A Mars-Sized Planetary Collision

I'm still only 3/32nd's of the way through Jaron Lanier's new 'Who Owns The Future?' I remember the profound effect of You Are Not A Gadget with fondness. It was something of an eye opener and I'm hoping that this new one has that same initially radicalising and rant-inducing effect before it's content gradually settle s onto a reformed path.

It's also a shame that I only got round to reading it AFTER finishing Mercenary Cubiclists as there's a lot of crossover. There's an unsettling fracas between capitalism and the digital world and we're starting to realise with key signals like Facebook's disastrous public offerings and increasing floundering to try and monetise, the Bitcoin bubble and our data value that the model we want and the model we have don't sit together and sacrifices will have to be made.


A nice and dramatic analogy would be something like the Giant Impact Hypothesis. The Earth is our socioeconomic habitat starting to discover, apropos to climate change, that there are fundamental flaws in the system that perhaps can't be consciously corrected. The Mars-sized rock suddenly in collision and causing a lot of general unpleasantness is the digital social-politique, raised on the back of Randian dreams that never came to fruition and quietly filter bubbling away relatively unaware of its repercussions.

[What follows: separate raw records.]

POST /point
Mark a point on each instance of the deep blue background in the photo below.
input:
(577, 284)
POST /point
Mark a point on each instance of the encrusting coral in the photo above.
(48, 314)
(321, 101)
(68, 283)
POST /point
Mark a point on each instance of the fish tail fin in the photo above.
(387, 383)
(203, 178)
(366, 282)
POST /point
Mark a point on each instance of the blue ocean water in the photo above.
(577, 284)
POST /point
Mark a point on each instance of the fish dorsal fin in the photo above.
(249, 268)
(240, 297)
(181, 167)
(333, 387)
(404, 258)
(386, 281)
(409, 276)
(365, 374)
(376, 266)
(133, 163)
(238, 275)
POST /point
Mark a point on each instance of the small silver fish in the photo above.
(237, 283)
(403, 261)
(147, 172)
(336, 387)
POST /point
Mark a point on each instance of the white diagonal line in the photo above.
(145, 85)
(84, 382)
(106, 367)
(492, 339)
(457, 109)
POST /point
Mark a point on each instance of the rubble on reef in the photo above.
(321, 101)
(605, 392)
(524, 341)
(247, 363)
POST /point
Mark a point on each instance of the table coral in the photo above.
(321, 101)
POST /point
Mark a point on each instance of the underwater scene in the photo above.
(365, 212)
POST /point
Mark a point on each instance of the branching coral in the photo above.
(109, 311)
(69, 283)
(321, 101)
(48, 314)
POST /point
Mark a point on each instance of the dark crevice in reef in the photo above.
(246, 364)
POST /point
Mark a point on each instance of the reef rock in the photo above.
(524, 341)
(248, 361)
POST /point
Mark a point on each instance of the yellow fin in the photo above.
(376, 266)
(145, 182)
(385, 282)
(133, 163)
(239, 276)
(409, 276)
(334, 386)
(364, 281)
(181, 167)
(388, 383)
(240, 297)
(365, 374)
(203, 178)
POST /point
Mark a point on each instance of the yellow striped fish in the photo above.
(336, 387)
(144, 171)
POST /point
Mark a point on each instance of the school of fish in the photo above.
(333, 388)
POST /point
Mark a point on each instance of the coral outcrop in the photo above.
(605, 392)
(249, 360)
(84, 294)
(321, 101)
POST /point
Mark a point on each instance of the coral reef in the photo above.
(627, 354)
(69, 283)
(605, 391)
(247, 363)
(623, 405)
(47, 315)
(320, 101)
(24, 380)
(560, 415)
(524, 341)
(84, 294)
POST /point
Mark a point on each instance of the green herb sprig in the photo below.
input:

What then of the moon? That little body that revolves around us tugging at seas and turning people into wolves? The shadow market; Tor-enabled transnational illegalities fueled by the digital currencies and human love of vices?  Or perhaps the fabled 1%; enabled by technology, the elite circling over our heads blissfully careless of the tug they inflict on our lives, how much we need it and how much we fear it.

Either way it's going to be a period of flux and fiery gravitational instability before some sort of behavioral pattern is reached where it's possible for these three bodies to live together. Whatever form the moon takes, we will eventually find a way to reconcile the digital world with the system we live in. If we cannot then Lanier's nightmare of a 0.00001% of server-controllers resulting from the dialectic might come true and we'll have two killer moons to contend with.